The Courier doesn’t rank among the spy film greats and misunderstands its own core, but it’s a diverting enough shadows-and-cigarettes throwback.
The Dad Movie of 2021 arrives with The Courier, Dominic Cooke’s sturdy historical thriller chronicling the two men responsible for halting the Cuban Missile Crisis. A fascinating espionage yarn involving one reluctant spy and a whistle-blower desperately trying to save the world from the brink of mass destruction, it’s rather surprising that this true-life tale has taken so long to make its way to the screen. Benedict Cumberbatch stars as Greville Wynne, a glorified traveling salesman recruited in a joint venture by MI6 and the CIA to routinely fly to Russia under the guise of business to obtain intel from high-ranking Soviet military intelligence colonel-turned-informant Oleg Penkovsky (Merab Ninidze). Over the course of several years, the two men would covertly meet after hours to exchange photos and documents detailing Nikita Khrushchev’s nuclear threat, resulting in the discovery of missiles covertly smuggled into Cuba that, if launched, would result in unimaginable devastation.
In film form, this little-known slice of history mines most of its drama from the fact that Wynne is completely out of his depth, an overweight family man knowingly being used as a pawn by both the United Kingdom and the United States. The usual spy tropes are on full display — late-night meetings in dark alleyways and parking garages, suspicious glances from strangers, genteel conversations loaded with vague threats — but take on greater weight when viewed through the prism of an everyman who seems incapable of even throwing a punch. Much is made of the two men’s personal lives, how the necessary secrecy of their deeds put a strain on their familial relationships, highlighting the disparate pair’s similarities and underscoring their unexpected, budding friendship.
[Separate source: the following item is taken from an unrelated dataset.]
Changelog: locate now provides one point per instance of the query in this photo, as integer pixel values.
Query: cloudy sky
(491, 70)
On its surface, the first two-thirds of The Courier plays out in a vein similar to Bridge of Spies (another Dad favorite): both are Cold War-era spy flicks that highlight an unlikely bond between two men from different worlds working together in the name of international diplomacy. But where Bridge of Spies had master filmmaker Steven Spielberg at its helm, The Courier has the guy who directed On Chesil Beach. Cooke’s direction here is workmanlike and not much else, although he is given a great assist by DP Sean Bobbitt (12 Years a Slave, Hunger), who excels at capturing the film’s numerous shadowy, clandestine meetings, nodding to espionage sagas of yesteryear with light-diffusing filters and dramatic curls of cigarette smoke. The thrilling score by Abel Korzeniowski (Nocturnal Animals) is similarly accomplished, also harkening to a previous era, its quickening strings nimbly playing on and guiding the emotions of its audience members.
It’s only in the final 30 minutes that the film loses its footing, as the two men are forced to pay for the consequences of their actions. What should be the movie’s most devastating section unfortunately becomes its most tedious, as events have been so neutered in an effort to make them palatable for audience members — or perhaps simply to retain its PG-13 rating — that they lose any raw power they might otherwise have held. The tortures and atrocities these men endured are unimaginable, but screenwriter Tom O’Conner hustles through them like a high school student finishing a history assignment at the last minute. It does a great disservice to the sacrifice the men made, which should have been the film’s core, and lessens its overall impact. Ironically, it’s only during this particular section that the actors are given anything resembling dramatic heft, with Jessie Buckley finally allowed to bring dimension to the thankless role of “concerned housewife,” while Cumberbatch channels the heretofore unseen emotional depths — and demons — of Wynne. The Courier certainly isn’t going to clock as one of the all-timers of espionage cinema, but as a movie you can check out on-demand in three months on Father’s Day, it will likely elicit a grunt of approval from the old man.